Attorney General, Ibrahim Riffath. (File Photo/Sun/Fayaz Moosa)

Attorney General Ibrahim Riffath has ordered Maldives Police Service to arrest two police officers in connection to the 2014 abduction and murder of journalist Ahmed Rilwan Abdulla.

The officers in question are; Mohamed Jinah (service number 4493) and Ibrahim Riffath (service number 3246).

The Attorney General issued the order under Article 133 (e) of the Maldivian Constitution.

ARTCLE 133 (E) OF MALDIVIAN CONSTITUTION:

  • The Attorney General has a duty to uphold the rule of law, ensure the security of Maldivian people, and defend the interests and rights of the Maldivian people.

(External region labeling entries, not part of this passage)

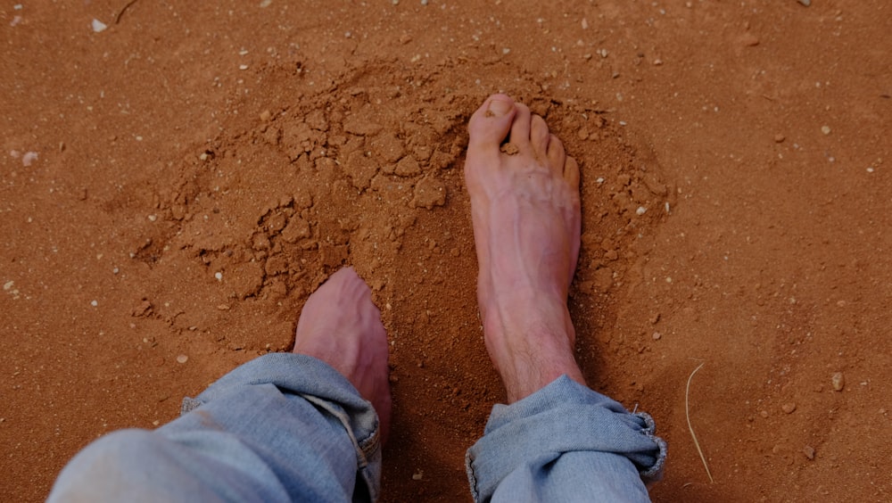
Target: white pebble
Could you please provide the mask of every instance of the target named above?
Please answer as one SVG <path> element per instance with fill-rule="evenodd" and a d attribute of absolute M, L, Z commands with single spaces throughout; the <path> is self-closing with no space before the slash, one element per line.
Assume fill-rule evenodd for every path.
<path fill-rule="evenodd" d="M 39 154 L 36 152 L 26 152 L 25 155 L 21 156 L 21 165 L 30 166 L 32 162 L 37 160 Z"/>

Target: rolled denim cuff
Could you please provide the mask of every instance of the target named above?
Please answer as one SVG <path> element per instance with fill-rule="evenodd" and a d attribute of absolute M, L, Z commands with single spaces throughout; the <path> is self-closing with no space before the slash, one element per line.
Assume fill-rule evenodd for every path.
<path fill-rule="evenodd" d="M 381 487 L 378 416 L 343 375 L 320 359 L 294 353 L 263 355 L 229 372 L 195 399 L 184 399 L 180 414 L 185 416 L 242 388 L 262 384 L 303 398 L 343 425 L 356 449 L 357 473 L 371 500 L 377 500 Z"/>
<path fill-rule="evenodd" d="M 537 472 L 570 452 L 624 458 L 649 483 L 662 478 L 666 444 L 655 435 L 650 416 L 632 414 L 562 375 L 524 400 L 493 407 L 483 438 L 466 456 L 475 501 L 489 501 L 518 468 Z M 631 472 L 634 477 L 627 466 L 617 463 L 616 476 Z"/>

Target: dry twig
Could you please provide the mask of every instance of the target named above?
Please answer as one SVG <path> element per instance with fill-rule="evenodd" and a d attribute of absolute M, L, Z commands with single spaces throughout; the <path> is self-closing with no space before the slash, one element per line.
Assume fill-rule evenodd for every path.
<path fill-rule="evenodd" d="M 688 397 L 690 395 L 690 380 L 693 379 L 694 374 L 697 374 L 697 371 L 703 367 L 704 363 L 698 366 L 698 367 L 695 368 L 688 377 L 688 385 L 684 388 L 684 416 L 688 420 L 688 429 L 690 430 L 690 438 L 694 439 L 694 447 L 697 448 L 697 452 L 700 455 L 700 460 L 703 461 L 703 467 L 706 469 L 706 476 L 709 477 L 709 483 L 714 483 L 715 481 L 713 480 L 713 474 L 709 473 L 709 466 L 706 465 L 706 458 L 703 455 L 703 449 L 700 449 L 700 442 L 697 441 L 697 435 L 694 434 L 694 427 L 690 425 L 690 412 L 688 408 Z"/>

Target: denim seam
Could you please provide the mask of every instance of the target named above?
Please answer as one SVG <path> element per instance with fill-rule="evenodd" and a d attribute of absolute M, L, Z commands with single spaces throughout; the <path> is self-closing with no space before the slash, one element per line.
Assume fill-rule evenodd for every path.
<path fill-rule="evenodd" d="M 480 501 L 480 491 L 477 491 L 477 477 L 474 474 L 474 460 L 471 459 L 471 451 L 468 449 L 465 453 L 465 471 L 467 473 L 467 482 L 471 486 L 471 497 L 475 503 Z"/>

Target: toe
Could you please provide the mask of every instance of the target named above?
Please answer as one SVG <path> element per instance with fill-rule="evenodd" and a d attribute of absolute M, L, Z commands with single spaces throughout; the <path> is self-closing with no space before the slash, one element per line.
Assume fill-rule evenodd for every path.
<path fill-rule="evenodd" d="M 506 95 L 492 95 L 471 116 L 467 124 L 469 146 L 499 148 L 511 130 L 516 105 Z"/>
<path fill-rule="evenodd" d="M 542 159 L 546 156 L 550 139 L 549 126 L 545 123 L 545 120 L 538 115 L 533 115 L 530 120 L 530 144 L 537 158 Z"/>
<path fill-rule="evenodd" d="M 532 116 L 530 107 L 524 103 L 516 103 L 517 109 L 514 116 L 514 123 L 511 125 L 511 143 L 517 145 L 522 151 L 529 152 L 530 148 L 530 127 Z"/>
<path fill-rule="evenodd" d="M 566 154 L 564 152 L 564 144 L 554 135 L 550 136 L 546 157 L 549 160 L 549 167 L 558 174 L 563 175 L 564 164 L 566 162 Z"/>

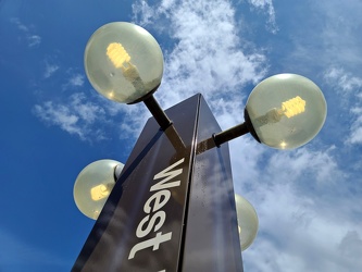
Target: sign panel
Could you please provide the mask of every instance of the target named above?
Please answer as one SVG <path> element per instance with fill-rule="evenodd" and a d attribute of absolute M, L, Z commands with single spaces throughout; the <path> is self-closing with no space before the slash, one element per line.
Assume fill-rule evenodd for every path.
<path fill-rule="evenodd" d="M 73 271 L 240 272 L 228 145 L 201 95 L 150 119 Z"/>
<path fill-rule="evenodd" d="M 73 271 L 178 271 L 199 101 L 148 121 Z"/>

The Attorney General has ordered the police for an internal investigation into Jinah and Riffath, and to file for arrest warrants on the two officers with the Criminal Court on grounds their continued freedom was may impede the investigation into the case.

Meanwhile, the Attorney General has also ordered the three other police officers implicated in the case to be placed under suspension and investigated.

The Attorney General has also ordered the police to investigate MNDF officer Abdul Rauf – who the Commission on Deaths and Disappearances found to have worked at former Vice President Ahmed Adeeb Abdul Gafoor’s orders to obtain Rilwan’s passport.

“I believe Rilwan case is a matter of national interest. And a matter of deep public concern,” said Riffath in an interview to Sun.

Riffath said that the findings by Commission on Deaths and Disappearances showed several police officers had been either negligent or directly involved in the case, and that several had sought to actively cover up the crime or impede the investigation.

He said that authorities have collected enough evidence prove their culpability.

Findings by the Commission on Deaths and Disappearances show officers Jinah and Riffath took bribes from former VP Adeeb and met with then-Immigration Controller Hassan Ali to obtain Rilwan's passport in order to fabricate evidence to show Rilwan hadn’t been murdered, but had voluntarily left Maldives to join a militant group in Syria.

The commission has three secret witnesses who establish that Rilwan was abducted from Hulhumale’ where he resided, forced into a car, put on board a dinghy boat, transferred to another vessel, beheaded, and his body thrown overboard in the early hours of August 8, 2014.

The commission’s findings show the Al-Qaeda branch in Maldives to be responsible for Rilwan’s abduction and murder.